Sherwood Anderson and the "Poison Plot"

Ohio-born writer Sherwood Anderson hung out with Gertrude Stein in Paris and shared an apartment with William Faulkner in New Orleans.

Though he isn't as widely read or as well-known as his contemporaries, the collection Winesburg, Ohio and his later short stories are today considered masterpieces of American short fiction. Some academics claim this collection "revolutionized the short story genre" in the U.S.

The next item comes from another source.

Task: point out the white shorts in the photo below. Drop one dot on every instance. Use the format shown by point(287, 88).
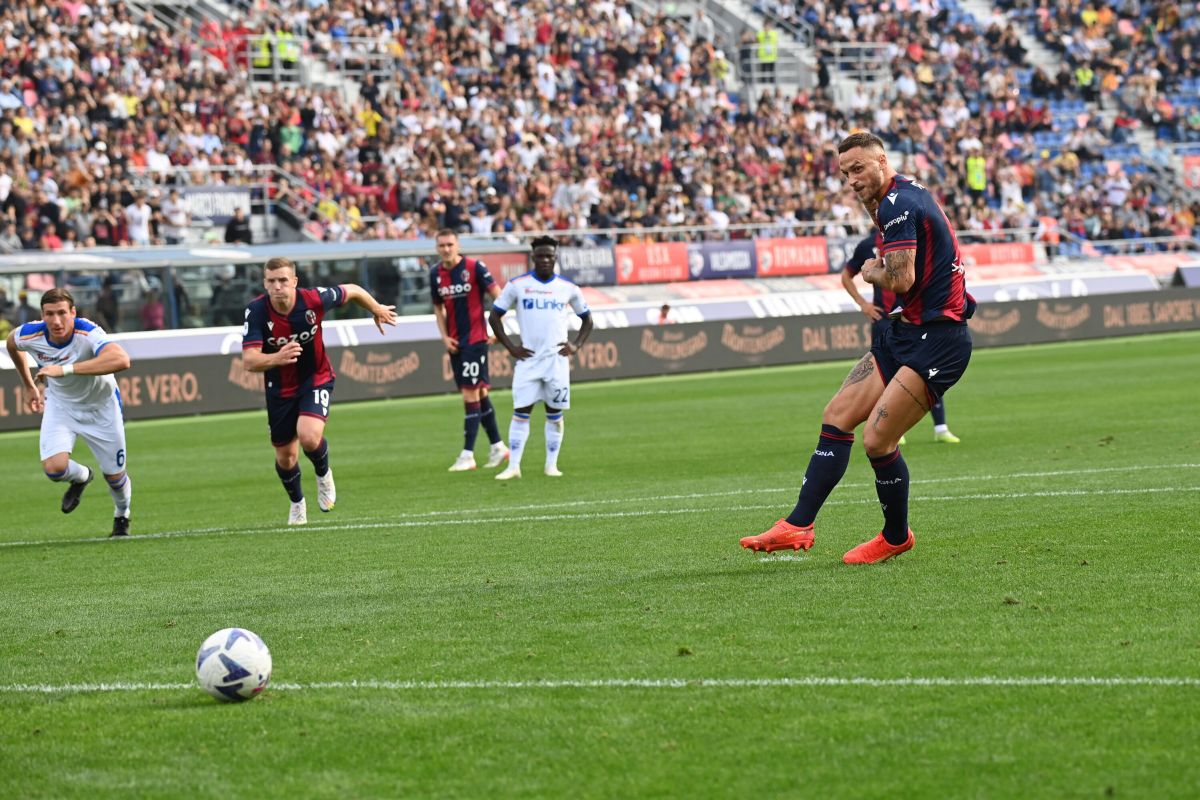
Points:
point(102, 428)
point(547, 380)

Anderson rejected what he called the "poison plot" and focused instead on interiority: isolation, sexual repression, and lack of spiritual fulfillment. Writing about craft in A Story-Teller's Story he said:

"There was a notion that ran through all storytelling in America, that stories must be built about a plot and that absurd Anglo-Saxon notion that they must point a moral, uplift the people, make better citizens, etc., What was wanted I thought was form, not plot, an altogether more elusive and difficult thing to come at."

Burton Rascoe described Anderson's technique as “selective, indefinite, and provocative, instead of inclusive, precise, and explanatory.”

Winesburg contains portraits of various inhabitants of the town. Anderson's style is frank and unadorned, a journalistic aesthetic later adopted by many American writers like F. Scott Fitzgerald. 

Literary critics attribute his excellence in smaller narratives to direct authorial address; a circular, not linear, narrative structure; plot subordinated to characterization; simple style and vocabulary; and images drawn from elemental aspects of nature.

Anderson died tragically of peritonitis while on board a ship bound for Panama, after having accidentally swallowed a three-inch toothpick garnishing olives in his martini. The toothpick perforated his colon.